RHCI therapist’s healing mission

RALLYING AMIDST THE RUBBLE – Nora Kenneway snapped this photo of Haitians in Port-au-Prince doing their best to return to normal life amidst the ruin and rubble of their post-earthquake city.


Barnstable Patriot (Hyannis, Mass)
"Bringing hope to Haiti"

Written by Kathleen Szmit  
April 30, 2010


When Nora Kenneway returned to Marstons Mills after spending two weeks on the earthquake-ravaged island of Haiti, the first thing she did was take a shower.

In Port-Au-Prince, where Kenneway, an occupational therapist with the Rehabilitation Hospital of the Cape and Islands, traveled to offer much-needed medical therapy services to earthquake victims, the only shower came from a cold trickle of rainwater stored in a rooftop basin, barely enough to wash one’s hands, let alone the dirt and dust so prevalent amidst the rubble of ruined buildings.

Though Kenneway was finally able to get fully clean once back at home, the memories of her time in Haiti – some difficult, some rewarding – linger in her mind.

“It’s nice to be back,” she said. “I have a much better appreciation for the resources I have available here. It’s nice to be able to wash my hands.”

That said, Kenneway was thrilled to travel to Haiti as part of a coordinated effort with colleagues from the Spaulding Rehabilitation Network, which includes RHCI.

“It was the opportunity of a lifetime,” she said. “It’s also appealing to think of doing something tangible.”

Kenneway was one of three RHCI therapists who went to Haiti as part of RHCI and Spaulding’s involvement with Partners in Health, a Boston-based non-profit health care organization that provides health care in extremely poor areas of the world. Partners in Health had been operating in Haiti for more than two decades prior to the January earthquake.

While in Haiti, Kenneway and the team she was working with were stationed at Hospital de l’Universite d’etat d’Haiti (HUEH) in Port-au-Prince. What she noticed immediately were the harsh conditions of the area even months after the quake.

According to Kenneway, many people – patients and non-patients – were housed in tents. There was no running water except for that which came out of a spigot on a main street, and portable toilets took the place of indoor plumbing.

Perhaps more stunning to Kenneway was the fact that the illnesses medical teams were helping to treat were those no longer prevalent in the US, diseases such as tuberculosis, malaria and Tetanus.

“The doctors were definitely saying they didn’t have the variety of medicines they’d like,” Kenneway said.

Therapy supplies were also scarce. Between the more than 30 assistants on Kenneway’s team there was only one walker and one wheelchair.
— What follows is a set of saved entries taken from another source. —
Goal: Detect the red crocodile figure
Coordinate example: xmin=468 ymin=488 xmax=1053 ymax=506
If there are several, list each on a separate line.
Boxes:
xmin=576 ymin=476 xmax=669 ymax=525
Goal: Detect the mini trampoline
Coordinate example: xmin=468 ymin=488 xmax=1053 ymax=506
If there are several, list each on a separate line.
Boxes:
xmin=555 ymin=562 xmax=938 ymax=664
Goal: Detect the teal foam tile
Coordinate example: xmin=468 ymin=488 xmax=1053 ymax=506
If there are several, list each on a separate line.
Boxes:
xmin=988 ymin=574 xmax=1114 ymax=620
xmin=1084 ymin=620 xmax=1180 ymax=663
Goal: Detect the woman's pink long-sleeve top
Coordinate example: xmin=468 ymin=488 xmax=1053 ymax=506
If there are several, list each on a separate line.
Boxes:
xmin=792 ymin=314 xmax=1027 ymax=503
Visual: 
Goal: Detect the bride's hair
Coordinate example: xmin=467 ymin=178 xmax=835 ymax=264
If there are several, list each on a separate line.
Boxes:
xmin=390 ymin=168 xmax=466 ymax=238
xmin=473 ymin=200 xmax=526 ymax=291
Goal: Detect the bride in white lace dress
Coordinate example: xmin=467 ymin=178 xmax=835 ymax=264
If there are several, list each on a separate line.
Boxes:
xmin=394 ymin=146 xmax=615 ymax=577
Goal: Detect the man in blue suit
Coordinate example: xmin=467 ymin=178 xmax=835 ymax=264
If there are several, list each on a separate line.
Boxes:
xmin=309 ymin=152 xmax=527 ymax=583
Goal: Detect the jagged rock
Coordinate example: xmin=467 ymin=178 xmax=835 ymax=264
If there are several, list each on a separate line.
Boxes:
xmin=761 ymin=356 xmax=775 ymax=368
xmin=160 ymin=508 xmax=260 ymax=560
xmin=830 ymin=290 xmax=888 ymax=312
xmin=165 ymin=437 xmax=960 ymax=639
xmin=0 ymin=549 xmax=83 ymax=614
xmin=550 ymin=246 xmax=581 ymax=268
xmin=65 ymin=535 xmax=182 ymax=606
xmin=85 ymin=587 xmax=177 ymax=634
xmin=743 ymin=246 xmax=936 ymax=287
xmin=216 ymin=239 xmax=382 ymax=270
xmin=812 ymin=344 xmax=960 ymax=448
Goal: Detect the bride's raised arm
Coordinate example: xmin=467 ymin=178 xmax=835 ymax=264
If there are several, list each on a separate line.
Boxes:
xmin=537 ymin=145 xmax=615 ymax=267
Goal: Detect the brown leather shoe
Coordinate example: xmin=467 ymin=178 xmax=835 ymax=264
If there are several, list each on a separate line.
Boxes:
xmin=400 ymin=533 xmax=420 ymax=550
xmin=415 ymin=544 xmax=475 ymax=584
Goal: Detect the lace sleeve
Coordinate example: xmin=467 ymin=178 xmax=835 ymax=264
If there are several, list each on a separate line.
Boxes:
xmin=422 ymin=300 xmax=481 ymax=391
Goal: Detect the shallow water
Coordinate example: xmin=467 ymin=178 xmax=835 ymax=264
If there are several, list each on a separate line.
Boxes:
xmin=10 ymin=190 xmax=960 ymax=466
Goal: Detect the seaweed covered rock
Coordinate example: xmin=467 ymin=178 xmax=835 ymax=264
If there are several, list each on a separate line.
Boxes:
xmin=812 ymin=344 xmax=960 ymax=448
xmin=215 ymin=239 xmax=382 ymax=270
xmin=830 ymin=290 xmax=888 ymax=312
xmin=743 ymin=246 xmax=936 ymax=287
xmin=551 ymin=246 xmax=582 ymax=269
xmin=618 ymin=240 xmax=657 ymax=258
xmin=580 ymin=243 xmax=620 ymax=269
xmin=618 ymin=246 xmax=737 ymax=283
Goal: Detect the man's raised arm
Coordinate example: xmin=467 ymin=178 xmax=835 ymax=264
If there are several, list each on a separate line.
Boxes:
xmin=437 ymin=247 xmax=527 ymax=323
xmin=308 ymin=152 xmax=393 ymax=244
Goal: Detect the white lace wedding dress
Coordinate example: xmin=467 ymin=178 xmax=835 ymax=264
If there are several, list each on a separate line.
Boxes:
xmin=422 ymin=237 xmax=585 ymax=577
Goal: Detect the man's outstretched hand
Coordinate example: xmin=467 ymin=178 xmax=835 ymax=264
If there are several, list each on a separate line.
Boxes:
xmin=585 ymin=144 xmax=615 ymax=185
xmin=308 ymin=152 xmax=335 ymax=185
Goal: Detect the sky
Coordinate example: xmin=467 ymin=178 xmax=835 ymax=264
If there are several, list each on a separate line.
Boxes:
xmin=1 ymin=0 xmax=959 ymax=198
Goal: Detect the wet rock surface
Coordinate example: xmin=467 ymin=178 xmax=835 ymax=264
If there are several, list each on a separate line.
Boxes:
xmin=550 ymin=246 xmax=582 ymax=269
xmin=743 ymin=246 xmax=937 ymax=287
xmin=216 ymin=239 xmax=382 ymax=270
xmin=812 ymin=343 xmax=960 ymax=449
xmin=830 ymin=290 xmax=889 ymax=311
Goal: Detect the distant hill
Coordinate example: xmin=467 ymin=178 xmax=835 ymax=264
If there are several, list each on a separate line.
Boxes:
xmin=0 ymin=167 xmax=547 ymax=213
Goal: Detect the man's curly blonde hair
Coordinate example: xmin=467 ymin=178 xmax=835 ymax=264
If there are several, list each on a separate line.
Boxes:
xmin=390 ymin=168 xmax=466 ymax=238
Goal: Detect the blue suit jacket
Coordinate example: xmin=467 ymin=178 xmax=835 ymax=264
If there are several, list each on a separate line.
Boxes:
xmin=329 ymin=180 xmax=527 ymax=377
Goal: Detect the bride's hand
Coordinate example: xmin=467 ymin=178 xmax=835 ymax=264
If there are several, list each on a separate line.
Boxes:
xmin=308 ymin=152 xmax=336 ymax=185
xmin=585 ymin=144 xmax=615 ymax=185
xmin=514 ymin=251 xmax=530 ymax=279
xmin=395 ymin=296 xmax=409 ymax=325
Other instruments – ankle braces and such – had to be fashioned from various materials and held together with duct tape.

Kenneway, who worked with patients from newborns to adults, said that at first people were confused at the notion of occupational and physical therapy.

“At the hospital we were at, they’ve never had any sort of therapy services,” she said. “Culturally it’s not something that’s widely accepted.”

Nonetheless, Kenneway said that ultimately people were appreciative of the care they received even in the makeshift hospital, which Kenneway said was actually a step up from what had been there.

“This hospital is actually functioning better now than before the earthquake because of all the foreign assistance,” she said. “I think that’s one of the things that was shocking to us, to see the conditions and know that this was still better.”

Though the conditions were appalling, Kenneway was inspired by the determination of the Haitian people. One of the team’s interpreters lost everything to the earthquake, his home and his family, but continued to work. Another interpreter, a medical student, had arranged to finish his schooling in the US, his school having been destroyed in the quake.

“These are incredibly tough people,” Kenneway said. “When you see the conditions they’re living in, the fact that any of them are surviving is remarkable.”

The patient that really grabbed Kenneway’s heart was an orphaned/abandoned baby named Moise. Weighing only about seven pounds, Kenneway marveled at the resiliency of the little one, whom she called “absolutely adorable.”

To help patients like Moise, Kenneway encourages people to consider making a donation to Partners in Health (www.pih.org).

“There’s still a need for donations and awareness of what’s going on,” she said. “It’s been three months, but there’s still such a need.”

There is a small possibility that Kenneway will return to Haiti in the fall, something she would be glad to do. “I would go back,” she said. “It was definitely rewarding.”